Security readout for executives and security teams
Plain-English summary
This is a Linux kernel storage-control permission bug. A process with access to MTD device interfaces might change flash lock state or mark blocks bad without write access. On raw-flash systems, that can affect integrity or availability. The sources provide no CVSS score or active exploitation evidence.
Executive priority
Treat this as targeted infrastructure hygiene rather than an internet-wide emergency. Prioritize products and sites where Linux controls raw flash storage, because improper flash locking or bad-block changes can create durable operational impact. Lack of severity data means prioritization should be exposure-driven.
Technical view
Linux MTD ioctls MEMLOCK, MEMUNLOCK, OTPLOCK, and MEMSETBADBLOCK modified flash protection bits or bad-block data without requiring write permissions. The kernel fix requires write permission because some operations are persistent, and OTPLOCK is always write-once. Impact depends on MTD device exposure and hardware behavior.
Likely exposure
Exposure is most likely on Linux systems using MTD raw flash devices, especially embedded, appliance, IoT, or platform firmware environments. General-purpose servers may be unaffected if no MTD devices are present or accessible. The bundle lists Linux kernel versions and stable commits, but not distribution-specific package status.
Exploitation context
No provided source states active exploitation, and the CVE is not marked KEV. The issue appears local and permission-bound: a process would need access to relevant MTD device interfaces. Business risk is higher where flash state changes can persist or disrupt boot, firmware, or storage reliability.
Researcher notes
The source describes a missing permission check around state-changing MTD ioctls. It does not provide CVSS, CWE, exploit evidence, or distribution package mapping. Key research tasks are confirming backport presence and assessing whether local principals can reach MTD devices in affected deployments.
Mitigation direction
Upgrade to a vendor kernel containing the referenced stable MTD permission fix.
Prioritize embedded and appliance fleets that expose MTD character devices.
Restrict untrusted local access to MTD device nodes pending vendor remediation.
Confirm distribution backports instead of relying only on upstream version numbers.
Review vendor advisories for supported kernel package names and release status.
Validation and detection
Inventory Linux assets that use MTD raw flash devices.
Map running kernels to vendor advisories and the referenced stable commits.
Check whether MTD device nodes are accessible by untrusted users or services.
Verify fixed systems require write permission for affected MTD control operations.
Document any compensating device-permission controls for unsupported kernels.
Generated from the cited source records. This long-tail analysis has not been individually reviewed by a named human.
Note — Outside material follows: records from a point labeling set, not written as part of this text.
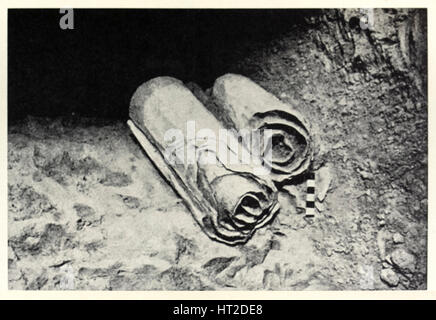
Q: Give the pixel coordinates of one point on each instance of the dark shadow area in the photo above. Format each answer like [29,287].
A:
[94,69]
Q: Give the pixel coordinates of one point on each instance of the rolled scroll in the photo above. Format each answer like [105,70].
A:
[228,200]
[240,103]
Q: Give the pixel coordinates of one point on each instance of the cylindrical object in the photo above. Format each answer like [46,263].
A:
[242,104]
[229,201]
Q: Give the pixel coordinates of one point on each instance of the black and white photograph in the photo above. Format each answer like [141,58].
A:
[217,149]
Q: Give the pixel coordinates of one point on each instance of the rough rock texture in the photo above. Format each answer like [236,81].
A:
[82,208]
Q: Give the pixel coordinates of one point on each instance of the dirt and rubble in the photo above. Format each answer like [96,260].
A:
[81,192]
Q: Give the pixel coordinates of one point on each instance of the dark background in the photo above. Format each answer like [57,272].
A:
[94,69]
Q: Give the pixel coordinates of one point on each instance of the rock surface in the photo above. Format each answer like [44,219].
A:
[82,209]
[390,277]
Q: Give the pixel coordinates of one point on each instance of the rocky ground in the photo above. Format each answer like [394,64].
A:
[82,208]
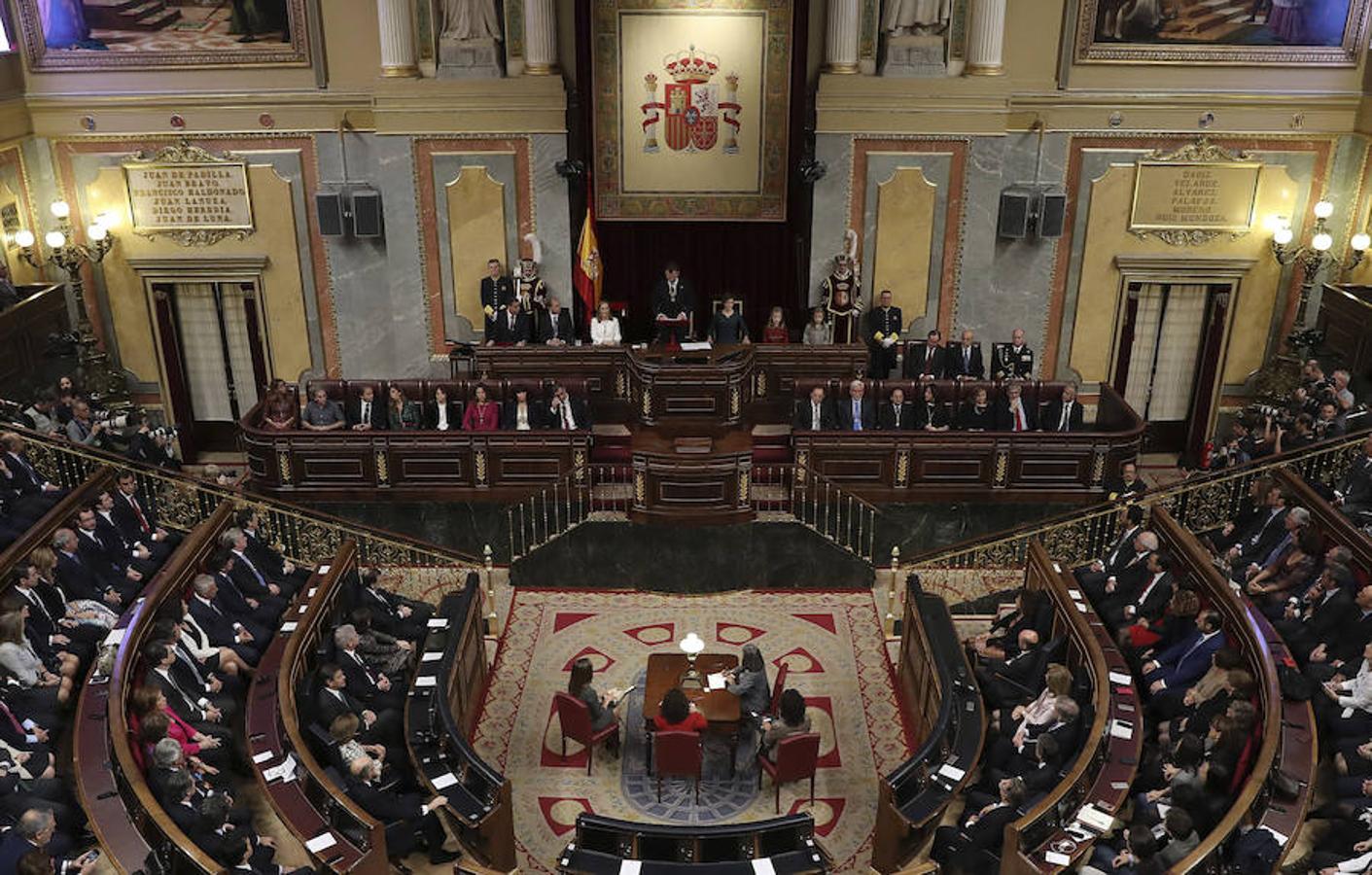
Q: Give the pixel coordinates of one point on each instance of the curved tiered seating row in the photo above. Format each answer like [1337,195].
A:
[110,784]
[1288,742]
[440,714]
[1105,767]
[943,707]
[601,847]
[310,805]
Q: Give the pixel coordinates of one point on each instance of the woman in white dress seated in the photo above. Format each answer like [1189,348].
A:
[605,328]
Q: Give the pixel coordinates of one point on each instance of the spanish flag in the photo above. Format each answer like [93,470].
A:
[587,272]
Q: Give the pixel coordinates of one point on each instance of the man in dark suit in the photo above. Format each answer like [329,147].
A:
[1142,602]
[409,817]
[1013,414]
[37,830]
[1011,361]
[1015,679]
[673,299]
[1354,493]
[391,613]
[928,360]
[554,324]
[512,327]
[884,327]
[965,360]
[1062,414]
[366,413]
[224,625]
[897,414]
[815,413]
[377,727]
[496,291]
[137,518]
[1182,663]
[857,414]
[567,413]
[967,848]
[520,413]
Potential ATT&CK relevance
Conservative CVE-to-ATT&CK context
These mappings and lookup hints may be relevant to the vulnerability behavior, CWE, affected product, or exposure path. Glexia-inferred context is not an official MITRE, ATT&CK, CWE, or CVE Program mapping.
ATT&CK lookup starting points
Use these exact CWE pages and searches to review the Glexia ATT&CK library from this CVE's weakness and description context.
cve · low confidence lookup
CVE-2021-47055 mapping review
Open the CVE-to-ATT&CK bridge for reviewed, inferred, or future official mappings tied to this CVE.
These fields come from the CVE record and ADP containers, not from Glexia's Take. They preserve time-varying source decisions such as CISA SSVC, KEV status, CVSS metrics, and provider references.